Hi,

On Mon, Feb 10, 2014 at 1:01 AM, Tobias Bocanegra <tri...@apache.org> wrote:
> ok...using Sling/Felix quite a lot, I'm used to the possibility to
> create a Service that can have references to any other exported
> Service via its ComponentContext, i.e. BundleContext, i.e underlying
> OSGi service registry.

The same thing works also without OSGi, you just add a new component
constructor argument or a setter and adjust the code that does the
wiring to provide that dependency to a component. I admit that doing
it this way does require changing code in two places, but it also
achieves better decoupling of the service from the way it's wired up,
i.e. the component itself doesn't have to worry about the mechanics of
the service lookup. This simplifies also things like unit test
fixtures as you can just mock the direct dependencies of a component
instead of setting up a full runtime environment.

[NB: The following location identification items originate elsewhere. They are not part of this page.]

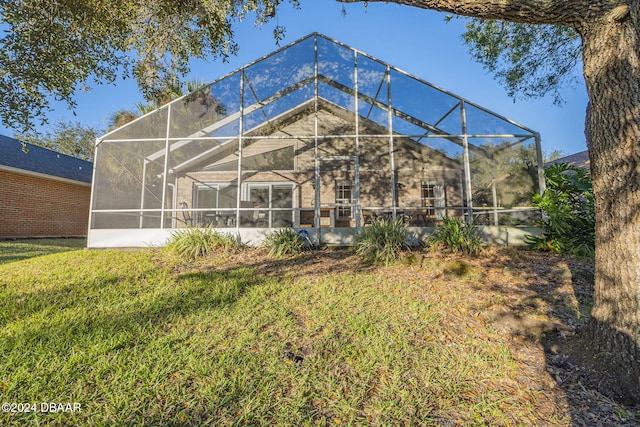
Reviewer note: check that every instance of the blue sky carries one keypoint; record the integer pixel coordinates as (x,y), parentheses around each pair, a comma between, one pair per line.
(414,40)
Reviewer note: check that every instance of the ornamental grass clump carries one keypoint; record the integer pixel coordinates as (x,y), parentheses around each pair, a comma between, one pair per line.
(457,236)
(382,241)
(568,205)
(286,242)
(194,242)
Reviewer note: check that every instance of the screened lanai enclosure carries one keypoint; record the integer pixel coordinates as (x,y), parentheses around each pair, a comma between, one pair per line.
(317,136)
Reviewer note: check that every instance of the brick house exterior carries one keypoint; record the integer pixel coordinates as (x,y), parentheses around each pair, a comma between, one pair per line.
(43,193)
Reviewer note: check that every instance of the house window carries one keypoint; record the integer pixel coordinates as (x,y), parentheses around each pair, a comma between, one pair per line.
(433,198)
(344,197)
(267,196)
(205,196)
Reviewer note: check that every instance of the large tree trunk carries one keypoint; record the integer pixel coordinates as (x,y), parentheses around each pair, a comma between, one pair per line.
(612,72)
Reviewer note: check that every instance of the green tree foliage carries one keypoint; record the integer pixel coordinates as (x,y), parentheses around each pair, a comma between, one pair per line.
(568,205)
(56,47)
(170,91)
(528,60)
(71,138)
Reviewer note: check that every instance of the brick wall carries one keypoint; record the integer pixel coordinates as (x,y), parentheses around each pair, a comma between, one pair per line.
(38,207)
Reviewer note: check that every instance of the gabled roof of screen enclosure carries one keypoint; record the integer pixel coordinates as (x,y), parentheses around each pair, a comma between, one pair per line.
(319,72)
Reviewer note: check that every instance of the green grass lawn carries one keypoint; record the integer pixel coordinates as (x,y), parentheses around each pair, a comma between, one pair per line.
(15,250)
(138,338)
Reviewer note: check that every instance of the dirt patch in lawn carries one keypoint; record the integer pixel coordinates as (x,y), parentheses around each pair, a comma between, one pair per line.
(537,302)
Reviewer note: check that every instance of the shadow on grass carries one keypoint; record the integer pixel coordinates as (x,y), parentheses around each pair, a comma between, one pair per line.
(560,288)
(17,250)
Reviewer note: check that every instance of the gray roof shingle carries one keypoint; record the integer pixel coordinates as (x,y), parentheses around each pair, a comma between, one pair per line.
(44,161)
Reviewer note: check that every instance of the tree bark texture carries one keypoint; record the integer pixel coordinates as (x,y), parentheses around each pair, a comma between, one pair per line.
(611,55)
(610,33)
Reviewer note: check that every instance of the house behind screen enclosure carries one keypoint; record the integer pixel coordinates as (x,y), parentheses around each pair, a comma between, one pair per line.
(317,136)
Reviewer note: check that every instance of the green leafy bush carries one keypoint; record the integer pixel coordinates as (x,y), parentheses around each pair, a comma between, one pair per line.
(569,212)
(286,242)
(457,236)
(194,242)
(382,241)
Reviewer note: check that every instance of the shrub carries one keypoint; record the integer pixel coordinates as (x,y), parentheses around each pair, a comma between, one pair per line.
(457,236)
(382,241)
(194,242)
(285,242)
(569,212)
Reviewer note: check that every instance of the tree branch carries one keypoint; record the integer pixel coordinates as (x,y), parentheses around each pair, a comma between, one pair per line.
(564,12)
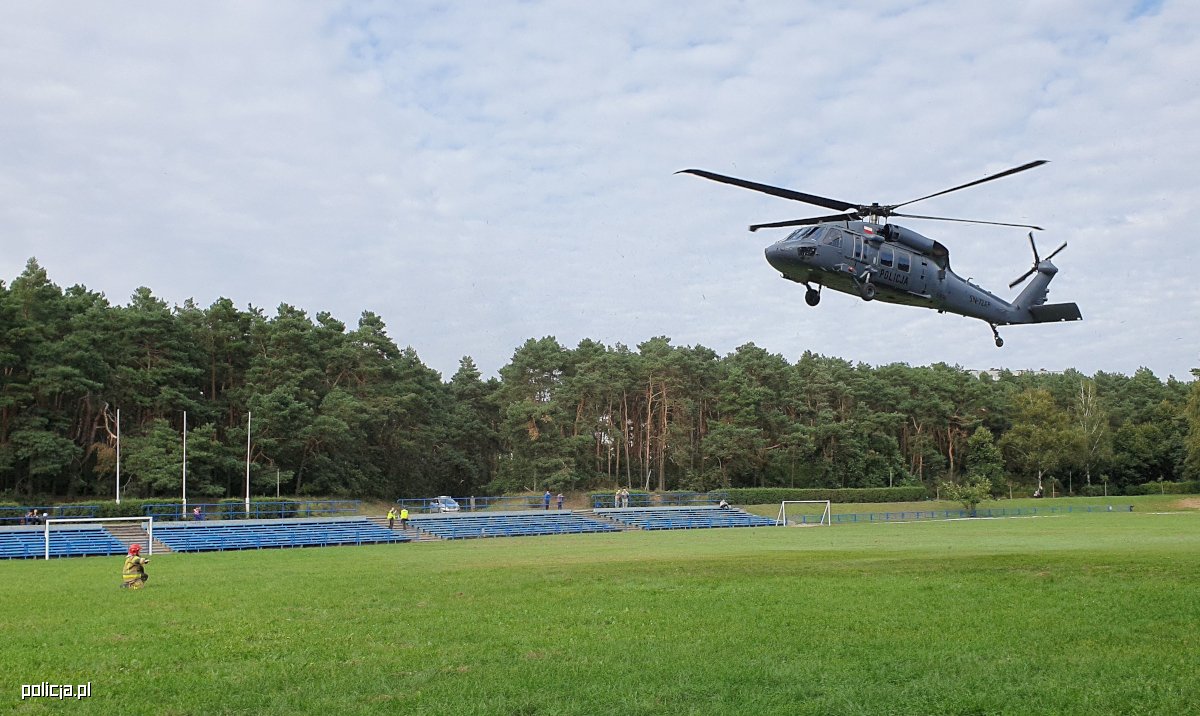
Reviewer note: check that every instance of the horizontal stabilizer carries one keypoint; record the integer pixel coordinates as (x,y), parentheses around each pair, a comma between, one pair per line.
(1055,312)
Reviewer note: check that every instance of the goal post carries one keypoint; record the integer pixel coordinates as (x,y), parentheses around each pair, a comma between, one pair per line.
(817,515)
(148,519)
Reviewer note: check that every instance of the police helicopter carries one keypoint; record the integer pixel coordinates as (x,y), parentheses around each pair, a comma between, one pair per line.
(859,252)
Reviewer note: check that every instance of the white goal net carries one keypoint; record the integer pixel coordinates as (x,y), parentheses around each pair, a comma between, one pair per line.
(804,512)
(76,522)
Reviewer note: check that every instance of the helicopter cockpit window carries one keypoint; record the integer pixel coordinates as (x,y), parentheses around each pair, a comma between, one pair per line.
(802,233)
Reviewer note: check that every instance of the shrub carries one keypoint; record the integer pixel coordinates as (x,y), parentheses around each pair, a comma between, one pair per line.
(765,495)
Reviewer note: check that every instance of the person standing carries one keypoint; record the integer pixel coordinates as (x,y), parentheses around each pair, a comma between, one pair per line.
(133,573)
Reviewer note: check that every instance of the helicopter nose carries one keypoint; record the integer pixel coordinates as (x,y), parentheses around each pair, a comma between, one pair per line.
(775,256)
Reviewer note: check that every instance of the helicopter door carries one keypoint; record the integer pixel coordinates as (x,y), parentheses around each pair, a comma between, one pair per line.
(856,251)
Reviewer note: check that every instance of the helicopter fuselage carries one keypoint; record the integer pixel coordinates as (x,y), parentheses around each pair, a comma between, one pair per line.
(897,265)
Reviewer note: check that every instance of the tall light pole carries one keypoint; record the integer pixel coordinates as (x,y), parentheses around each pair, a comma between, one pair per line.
(118,456)
(184,513)
(247,462)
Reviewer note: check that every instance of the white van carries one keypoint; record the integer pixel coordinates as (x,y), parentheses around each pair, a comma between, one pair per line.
(443,504)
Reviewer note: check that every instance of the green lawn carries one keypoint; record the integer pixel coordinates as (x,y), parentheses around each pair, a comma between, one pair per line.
(1073,614)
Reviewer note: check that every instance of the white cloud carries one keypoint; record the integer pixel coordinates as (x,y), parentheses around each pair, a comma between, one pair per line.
(484,174)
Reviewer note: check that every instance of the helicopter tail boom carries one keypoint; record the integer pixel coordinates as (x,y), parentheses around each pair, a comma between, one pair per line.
(1055,312)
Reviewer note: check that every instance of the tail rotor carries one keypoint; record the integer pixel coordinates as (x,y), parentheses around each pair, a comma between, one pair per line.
(1037,260)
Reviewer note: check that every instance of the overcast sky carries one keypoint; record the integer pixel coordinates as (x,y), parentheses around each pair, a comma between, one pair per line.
(479,174)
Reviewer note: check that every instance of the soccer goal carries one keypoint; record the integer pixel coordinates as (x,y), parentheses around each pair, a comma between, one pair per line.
(147,519)
(804,512)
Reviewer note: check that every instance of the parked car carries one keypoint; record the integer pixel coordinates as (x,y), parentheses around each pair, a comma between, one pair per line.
(443,504)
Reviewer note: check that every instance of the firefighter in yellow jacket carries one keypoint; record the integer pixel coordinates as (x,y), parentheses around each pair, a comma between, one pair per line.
(135,576)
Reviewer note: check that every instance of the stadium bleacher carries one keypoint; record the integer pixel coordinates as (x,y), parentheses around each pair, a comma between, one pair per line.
(216,536)
(508,524)
(65,541)
(681,518)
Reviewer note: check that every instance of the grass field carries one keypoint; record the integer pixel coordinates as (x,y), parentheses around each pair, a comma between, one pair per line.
(1073,614)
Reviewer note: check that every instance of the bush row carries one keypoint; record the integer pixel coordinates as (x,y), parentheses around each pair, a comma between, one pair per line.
(766,495)
(1171,488)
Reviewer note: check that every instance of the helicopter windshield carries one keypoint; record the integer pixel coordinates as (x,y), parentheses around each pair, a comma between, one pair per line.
(802,233)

Declarative Services in OSGi works similarly in decoupling the wiring
of services from the services themselves. A DS-based component doesn't
necessarily need to access the Component/BundleContext at all, as it
can just declare direct dependencies to all the services it needs.
Most Oak components should work the same way instead of requiring
direct access to the Whiteboard. By making the DS bind methods
explicit, you could even write a normal DS-based component that you
can also wire up statically in places like oak-run.

> sure, in the end it is a specific service. but we don't want to limit
> the set of services a login module can use. IMO, it should have access
> to all the ones registered. So a login module (also in the non osgi
> world) should be able to retrieve the Whiteboard to get a service.

See above; instead of going through the Whiteboard, I'd rather see a
component declaring direct dependencies to the services it needs. The
wiring should happen elsewhere.

> I think my problem is, that there are (were) several instances of the
> 'DefautlWhiteboard" created, one in Oak.java, one by the
> SecurityProviderImpl.

Hmm, I only see a DefaultWhiteboard instance being created in
Oak.java. SecurityProviderImpl uses OsgiWhiteboard. Did this change in
OAK-1377?

> And only allow to create Oak() with or without whiteboard, and remove
> the Oak.with(Whiteboard) method. So it's clear that either we use the
> external provided whiteboard, or the implicit internal one.

We can do that, though one of the driving ideas behind Oak has been to
keep things like "new Oak().with(new
SomeComponent()).createContentSession()" as simple as possible.

> the problem is, that each plugin, that needs a whiteboard, should be
> able to get the default one. without some helper classes, the
> construction gets a bit awkward:
>
> Oak oak = new Oak();
> SecurityProvider sp = new SecurityProvider(oak.getWhiteboard());
> oak.with(sp);
>
> IMO it's better that Oak.with() pushes its whiteboard to the plugin.

If this becomes a common need, i.e. there are many components that
need access to the whiteboard (instead of just a more specific set of
services, as suggested above), then I'd rather pull the whiteboard
entirely out of the Oak class, like this:

    Whiteboard whiteboard = ...;
    new Oak(...)
        .with(new SecurityProvider(whiteboard))
        .createContentRepository(whiteboard);

But as said, I think only a small subset of our components should
really need direct access to the whiteboard.

For example the authorizable action and restriction providers in
SecurityProviderImpl are composite services, that in an OSGi
deployment can/should be dynamic through the whiteboard mechanism, but
in a static deployment shouldn't need the whiteboard as we could just
provide a static list of all the available component providers.